Sobre o nonsense que envolve esses dias

  Em Memórias do subterrâneo (a tradução - tão criticada - que li foi a das obras completas de Dostoiévski da Nova Aguilar - Natália Nunes e Oscar Mendes) lemos, à certa altura do texto, o seguinte: 

"Em todo o tempo, para cada indivíduo, bastaria a simples consciência humana, isto é, metade, senão a quarta parte daquela que costuma possuir o homem inteligente do nosso infeliz século [século XIX] (...)"

E mais:

  " Conservo a firme convicção de que não só a consciência demasiada constitui uma doença, como de que a consciência, só por si, por pouca que seja, já o é também"

  À propósito, vale lembrar que Dostoiévski era tido por muitos como um "profeta", o "profeta russo". Faço a citação de sua obra e da alcunha anterior para avaliar como suas palavras soam verdadeiras se aplicadas nesse "mais que infeliz" século no qual vivemos. 
 À respeito dos gostos e da vida social que você, leitor eventual, tem, nada posso dizer... mas compartilhamos de iguais veículos de comunicação para observar o mundo.
  A televisão e o mundo da web nos trazem um estranho terreno de inclinações que exige de nós uma postura: aderir ou rejeitar.
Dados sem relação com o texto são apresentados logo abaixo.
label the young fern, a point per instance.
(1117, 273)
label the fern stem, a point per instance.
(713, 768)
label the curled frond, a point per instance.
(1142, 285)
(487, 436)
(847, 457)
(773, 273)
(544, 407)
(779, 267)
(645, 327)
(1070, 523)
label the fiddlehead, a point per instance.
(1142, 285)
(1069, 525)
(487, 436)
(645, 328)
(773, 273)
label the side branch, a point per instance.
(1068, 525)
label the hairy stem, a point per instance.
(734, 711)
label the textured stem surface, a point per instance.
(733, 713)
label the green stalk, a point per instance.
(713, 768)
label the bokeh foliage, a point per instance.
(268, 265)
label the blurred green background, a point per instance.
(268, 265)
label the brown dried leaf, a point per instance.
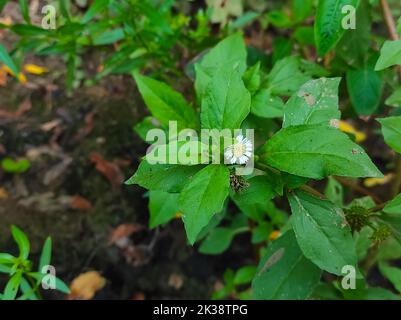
(110, 170)
(80, 203)
(86, 285)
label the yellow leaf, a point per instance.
(348, 128)
(86, 285)
(34, 69)
(371, 182)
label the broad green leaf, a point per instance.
(265, 105)
(391, 273)
(354, 44)
(323, 234)
(315, 102)
(394, 100)
(391, 129)
(394, 206)
(217, 241)
(6, 258)
(316, 151)
(164, 103)
(11, 289)
(286, 76)
(164, 177)
(365, 88)
(22, 241)
(284, 273)
(45, 256)
(96, 7)
(226, 102)
(228, 53)
(202, 197)
(328, 23)
(301, 9)
(163, 207)
(390, 54)
(6, 59)
(261, 189)
(245, 275)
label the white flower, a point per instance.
(240, 152)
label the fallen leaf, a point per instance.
(123, 231)
(34, 69)
(110, 170)
(80, 203)
(86, 285)
(371, 182)
(25, 106)
(176, 281)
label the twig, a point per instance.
(358, 189)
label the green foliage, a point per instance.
(23, 281)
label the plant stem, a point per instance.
(358, 189)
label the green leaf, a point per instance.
(108, 37)
(394, 100)
(11, 289)
(15, 166)
(354, 44)
(315, 102)
(391, 273)
(25, 10)
(164, 177)
(46, 254)
(165, 103)
(217, 241)
(284, 273)
(163, 207)
(226, 102)
(322, 232)
(202, 197)
(21, 240)
(265, 105)
(228, 53)
(390, 54)
(317, 151)
(61, 286)
(394, 206)
(252, 78)
(334, 192)
(286, 76)
(391, 129)
(244, 275)
(328, 23)
(6, 59)
(6, 258)
(365, 88)
(261, 189)
(96, 7)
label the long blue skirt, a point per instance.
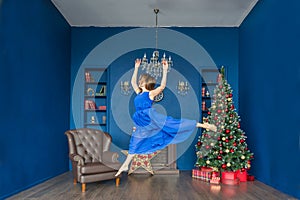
(155, 131)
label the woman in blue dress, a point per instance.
(154, 131)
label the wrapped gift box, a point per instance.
(229, 175)
(203, 174)
(231, 181)
(241, 175)
(215, 180)
(196, 173)
(250, 178)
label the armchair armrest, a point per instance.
(77, 158)
(110, 156)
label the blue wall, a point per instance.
(34, 84)
(269, 77)
(221, 44)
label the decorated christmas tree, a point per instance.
(226, 149)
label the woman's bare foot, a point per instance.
(210, 127)
(207, 126)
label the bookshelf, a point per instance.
(209, 82)
(95, 98)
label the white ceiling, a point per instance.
(139, 13)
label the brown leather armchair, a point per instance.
(90, 155)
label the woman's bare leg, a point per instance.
(125, 165)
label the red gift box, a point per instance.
(203, 174)
(250, 178)
(229, 175)
(231, 181)
(242, 175)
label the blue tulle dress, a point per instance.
(154, 131)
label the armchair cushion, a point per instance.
(92, 160)
(93, 168)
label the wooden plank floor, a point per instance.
(143, 187)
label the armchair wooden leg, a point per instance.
(83, 187)
(117, 182)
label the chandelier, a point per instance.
(154, 66)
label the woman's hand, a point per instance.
(165, 64)
(137, 63)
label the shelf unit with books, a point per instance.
(95, 98)
(209, 82)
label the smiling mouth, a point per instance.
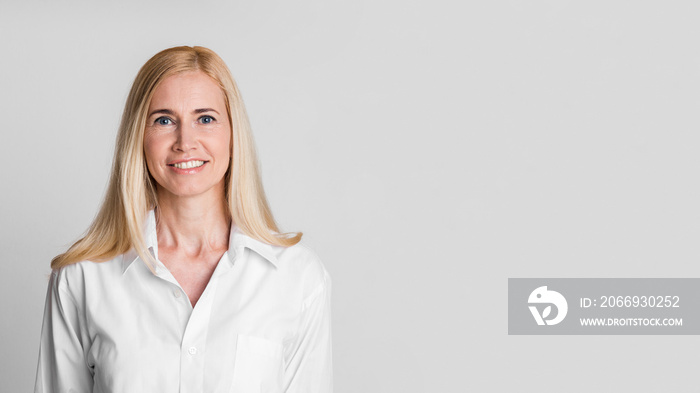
(188, 164)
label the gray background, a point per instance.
(428, 149)
(656, 299)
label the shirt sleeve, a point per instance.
(62, 365)
(310, 368)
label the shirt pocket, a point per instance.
(258, 367)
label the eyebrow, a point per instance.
(169, 112)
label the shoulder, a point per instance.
(73, 279)
(302, 261)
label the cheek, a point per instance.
(152, 149)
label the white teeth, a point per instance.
(188, 164)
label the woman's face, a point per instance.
(187, 136)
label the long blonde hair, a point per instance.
(131, 192)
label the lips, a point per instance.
(188, 164)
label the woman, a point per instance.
(183, 282)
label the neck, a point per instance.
(192, 224)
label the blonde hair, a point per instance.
(131, 192)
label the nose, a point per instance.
(186, 138)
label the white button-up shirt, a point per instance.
(261, 325)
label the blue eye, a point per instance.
(163, 121)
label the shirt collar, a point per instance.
(236, 242)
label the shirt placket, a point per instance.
(193, 347)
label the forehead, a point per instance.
(188, 89)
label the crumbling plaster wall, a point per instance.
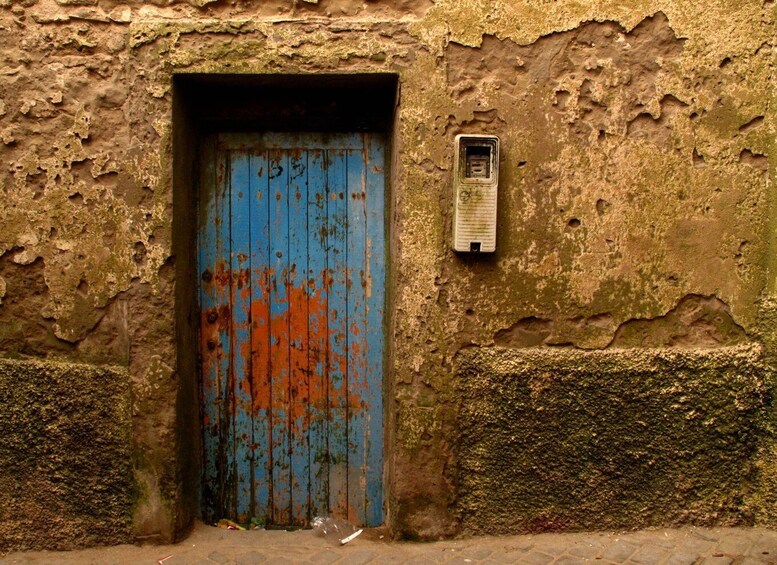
(635, 172)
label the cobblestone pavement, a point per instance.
(212, 546)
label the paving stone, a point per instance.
(325, 557)
(537, 558)
(251, 558)
(734, 545)
(584, 550)
(569, 560)
(177, 559)
(509, 556)
(707, 535)
(765, 548)
(717, 559)
(697, 545)
(218, 557)
(552, 546)
(681, 558)
(477, 552)
(460, 560)
(619, 551)
(752, 561)
(358, 557)
(649, 554)
(388, 558)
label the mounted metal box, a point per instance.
(475, 183)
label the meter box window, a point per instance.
(475, 182)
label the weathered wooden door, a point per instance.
(292, 274)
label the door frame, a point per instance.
(208, 103)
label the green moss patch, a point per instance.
(65, 455)
(616, 439)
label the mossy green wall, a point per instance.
(636, 201)
(65, 455)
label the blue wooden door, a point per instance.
(292, 274)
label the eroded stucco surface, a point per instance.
(635, 204)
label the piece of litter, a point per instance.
(351, 537)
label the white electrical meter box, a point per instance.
(475, 181)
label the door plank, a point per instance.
(376, 303)
(357, 333)
(338, 332)
(214, 303)
(279, 337)
(260, 335)
(298, 336)
(318, 334)
(240, 297)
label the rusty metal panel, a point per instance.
(292, 337)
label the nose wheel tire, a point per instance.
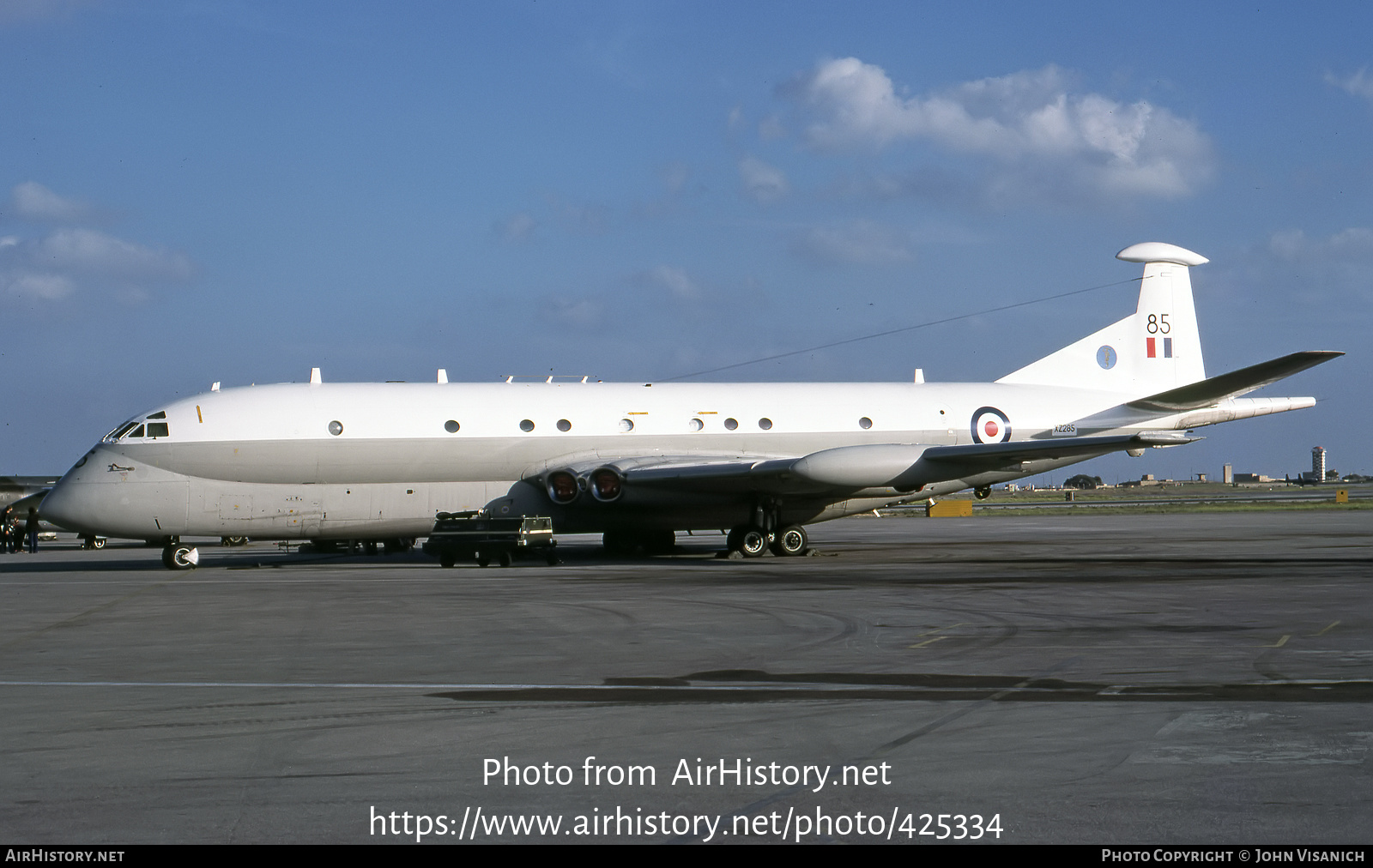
(180, 557)
(789, 541)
Não há lugar para meio termo. Se adere, o sujeito se adultera, alienando-se de si mesmo, em troca de... um vazio existencial. Se rejeita, o desconforto será talvez uma carga com a qual não conseguirá lidar...
  E que mundo é esse, o dos veículos eletrônicos? Sexista, ególatra, pseudo-moralístico e preso à superfície de tudo quanto existe. É um mundo que se libera dos recalques que acompanham há muito o ser humano (e com muito mais razão num Brasil pós-anos sessenta), e dão a essa liberação escatológica o nome de "democracia e liberdade de expressão". 
  Se não é a mulher nua e curvilínea que aparece de súbito, inconveniente, diante de nós após um clique de mouse, são as chacotas de gosto duvidoso de programas humorísticos reproduzindo os ditames de uma sociedade que exclui o que não está dentro de seus parâmetros (e esse humor se propala como "subversivo" a essa própria sociedade!). Em torno de simples sites (ou sítios), vinculam-se um sem número  de propagandas a nos fazer refletir se o ser humano necessita mesmo de tanto para viver; e o que dizer dos assombrosos avanços eletrônicos que se por um lado ampliam nossas dimensões (do que este próprio veículo de que me utilizo é um exemplo válido), por outro lado nos tornam egocêntricos e acomodados, em busca da tv que se manuseia pelo controle de voz, ou pela mão/mouse que nos permite (ó dádiva abençoada!) a controlar tudo da posição confortável em que nos encontramos... O interessante é que esse consumo desenfreado responde por nossa angústia de almejar algo que está sempre distante de nós. Direcionamos nossa energia em busca do que não temos (e que, geralmente, não precisamos ter).
  Se você, leitor, opta por nadar contra a corrente, estará destinado a repetir o jargão do Homem do Subterrâneo: "eu sou um, e eles são todos". Não se trata de declarar guerra ao "todos", mas de não encontrar a outra margem com a qual seu espírito irá se relacionar... e isso é angustiante.
  É perigoso, demasiado perigoso, ter uma consciência mínima nesse mundo. Olhar ao redor e ver que muito do que há não faz sentido. E se refugiar nas páginas de um livro, a salvo do resto, não resolve o problema. Isso porque a Literatura existe para incomodar, nos tirar da zona de conforto. Essa é sua principal dádiva, mas também sua maldição...
  Enfim, "dois e dois são quatro" à despeito da vontade do leitor, da minha e da do Homem do Subterrâneo. A quem se revolta contra essa aritmética resta cultivar um mundo alternativo, ainda que inserido neste mundo. O personagem dostoiévskiano trancou-se em seu subterrâneo, longe de tudo o mais...
  Que o leitor e este pequeno blogueiro procurem seu lugar.